Di sisi lain terjadi peningkatan produksi dan ekspor perikanan. Produksi perikanan tangkap meningkat dari 5,04 juta ton (2007) menjadi 5,18 juta ton (2008) atau naik 2,78%. Perikanan budi daya meningkat dari 3,19 juta ton (2007) menjadi 3,53 juta ton (2008) atau naik 10,66%. Volume ekspor juga meningkat. Jika pada tahun 2007 mencapai 854.329 ton senilai USD2,25 miliar, maka pada tahun 2008 meningkat menjadi 895.000 ton dengan nilai USD2,56 miliar. Berdasarkan volume, ada kenaikan 4,76%,sedangkan berdasarkan nilai naik 13,33%.
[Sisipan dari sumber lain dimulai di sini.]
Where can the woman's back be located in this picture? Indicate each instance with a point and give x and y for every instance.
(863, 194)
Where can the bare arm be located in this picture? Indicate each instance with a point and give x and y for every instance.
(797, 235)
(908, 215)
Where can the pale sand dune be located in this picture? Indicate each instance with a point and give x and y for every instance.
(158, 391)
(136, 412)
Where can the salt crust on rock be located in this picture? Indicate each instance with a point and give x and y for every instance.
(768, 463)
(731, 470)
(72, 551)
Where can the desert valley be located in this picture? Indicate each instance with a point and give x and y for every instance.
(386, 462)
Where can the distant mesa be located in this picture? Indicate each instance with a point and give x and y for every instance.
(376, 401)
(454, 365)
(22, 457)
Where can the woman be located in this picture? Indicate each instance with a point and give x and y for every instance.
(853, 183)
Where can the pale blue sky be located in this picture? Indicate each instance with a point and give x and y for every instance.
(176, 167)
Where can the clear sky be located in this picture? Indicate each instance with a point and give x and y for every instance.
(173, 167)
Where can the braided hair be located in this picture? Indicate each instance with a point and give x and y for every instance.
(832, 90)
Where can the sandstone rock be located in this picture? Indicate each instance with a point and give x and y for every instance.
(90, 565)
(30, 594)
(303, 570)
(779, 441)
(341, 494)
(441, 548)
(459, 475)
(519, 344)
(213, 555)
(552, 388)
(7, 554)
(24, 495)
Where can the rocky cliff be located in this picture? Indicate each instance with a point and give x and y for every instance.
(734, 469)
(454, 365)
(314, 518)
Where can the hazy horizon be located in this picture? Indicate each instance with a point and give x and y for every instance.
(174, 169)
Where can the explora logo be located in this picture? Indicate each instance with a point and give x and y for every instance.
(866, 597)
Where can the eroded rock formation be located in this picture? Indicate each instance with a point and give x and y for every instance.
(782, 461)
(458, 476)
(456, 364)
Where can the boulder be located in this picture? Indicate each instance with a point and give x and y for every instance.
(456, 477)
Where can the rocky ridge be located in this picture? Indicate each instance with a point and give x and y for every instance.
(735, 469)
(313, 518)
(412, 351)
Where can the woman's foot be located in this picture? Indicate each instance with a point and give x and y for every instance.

Dalam hal penyerapan tenaga kerja, antara tahun 2007 dan 2008 terjadi kenaikan pada perikanan tangkap yakni dari 2,76 juta orang menjadi 2,78 juta orang. Pada perikanan budi daya, dari 3,84 juta orang naik menjadi 4,21 juta orang, sedangkan di pengolahan dan pemasaran naik dari 0,59 juta orang menjadi 0,64 juta orang. Pada jasa penunjang juga meningkat dari 0,04 juta orang menjadi 0,06 juta orang. Total yang terserap di sektor ini mencapai 7,69 juta orang atau naik 6,36%.

Sebelumnya, untuk tahun 2009 DKP menargetkan produksi perikanan meningkat hingga 50%. Kenaikan target produksi tersebut lebih besar bila dibandingkan dengan tahun 2007 dan 2008. Kenaikan produksi tersebut didasarkan pada asumsi akan dilakukannya revitalisasi dan juga karena penyerapan pasar di dalam negeri dan pasar ekspor yang cukup besar. Target produksi perikanan tahun 2009 diperkirakan mencapai 12,73 juta ton, sedangkan target untuk ekspor senilai USD2,8 miliar.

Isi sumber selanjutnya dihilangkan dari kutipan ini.